Une première en Wallonie

La campagne « gay-friendly » est une première en Wallonie. Elle a été lancée en janvier 2016, à l’initiative de la Maison Arc-en-Ciel de Virton, avec le soutien du Centre d’Action Laïque et de la députée provinciale Nathalie Heyard. Elle se poursuit avec l’objectif de permettre à ces personnes de vivre ouvertement leur homosexualité ou leur identité de genre.

L’animateur de la Maison Arc-en-Ciel, a, jusqu’à présent, sillonné 12 communes dont 10 « gay-friendly ». Sur les 673 commerçants, gérants, responsables de services ou propriétaires d’hébergements rencontrés, 430 ont répondu favorablement.

66% ont placé un autocollant «gay friendly» en vitrine

«Environ 66 % des personnes rencontrées ont accepté d’apposer l’autocollant « gay-friendly » en vitrine tout en regrettant qu’une telle campagne soit nécessaire encore à notre époque », a souligné Stany Gentgen, animateur. «Les refus ont été motivés de diverses manières.
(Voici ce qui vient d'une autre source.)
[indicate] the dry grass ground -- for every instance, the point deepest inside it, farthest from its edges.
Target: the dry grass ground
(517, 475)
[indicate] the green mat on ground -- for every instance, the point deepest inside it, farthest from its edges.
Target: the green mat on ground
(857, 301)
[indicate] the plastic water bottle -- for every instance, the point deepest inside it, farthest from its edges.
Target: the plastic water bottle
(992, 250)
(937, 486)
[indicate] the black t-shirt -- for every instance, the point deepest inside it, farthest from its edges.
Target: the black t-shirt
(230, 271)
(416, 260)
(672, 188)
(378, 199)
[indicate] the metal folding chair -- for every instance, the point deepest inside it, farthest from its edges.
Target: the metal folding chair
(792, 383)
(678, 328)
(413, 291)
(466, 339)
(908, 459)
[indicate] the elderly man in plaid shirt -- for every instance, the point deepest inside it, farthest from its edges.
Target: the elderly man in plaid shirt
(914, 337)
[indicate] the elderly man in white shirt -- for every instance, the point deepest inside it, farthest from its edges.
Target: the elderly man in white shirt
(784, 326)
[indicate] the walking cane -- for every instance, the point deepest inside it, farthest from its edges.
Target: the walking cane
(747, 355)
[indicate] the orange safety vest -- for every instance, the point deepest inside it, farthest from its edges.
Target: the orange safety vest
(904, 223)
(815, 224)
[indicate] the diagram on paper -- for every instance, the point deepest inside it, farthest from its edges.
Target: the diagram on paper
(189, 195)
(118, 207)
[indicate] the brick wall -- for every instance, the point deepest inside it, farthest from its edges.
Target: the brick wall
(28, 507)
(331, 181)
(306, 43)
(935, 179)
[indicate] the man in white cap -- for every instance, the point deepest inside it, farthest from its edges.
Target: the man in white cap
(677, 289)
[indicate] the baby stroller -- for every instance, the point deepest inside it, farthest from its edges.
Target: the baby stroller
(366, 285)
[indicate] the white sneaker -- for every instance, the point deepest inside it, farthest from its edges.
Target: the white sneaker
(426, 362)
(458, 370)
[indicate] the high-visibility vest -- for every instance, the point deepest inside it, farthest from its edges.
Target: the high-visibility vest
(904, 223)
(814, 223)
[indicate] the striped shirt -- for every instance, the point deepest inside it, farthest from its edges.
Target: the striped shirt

Certains ont dit qu’ils préféraient rester neutres. D’autres, ont répondu qu’ils refusaient de soutenir cette communauté ou encore qu’ils risquaient de perdre, à cause de cet autocollant, une partie de leur clientèle. »

La Maison Arc-en-Ciel va poursuivre ses contacts avec l’objectif d’obtenir le soutien des 30 autres communes. Un objectif qu’elle espère atteindre d’ici le 17 mai prochain, journée mondiale de lutte contre l’homophobie. A cette occasion, elles pourront recevoir gratuitement un drapeau arc-en-ciel.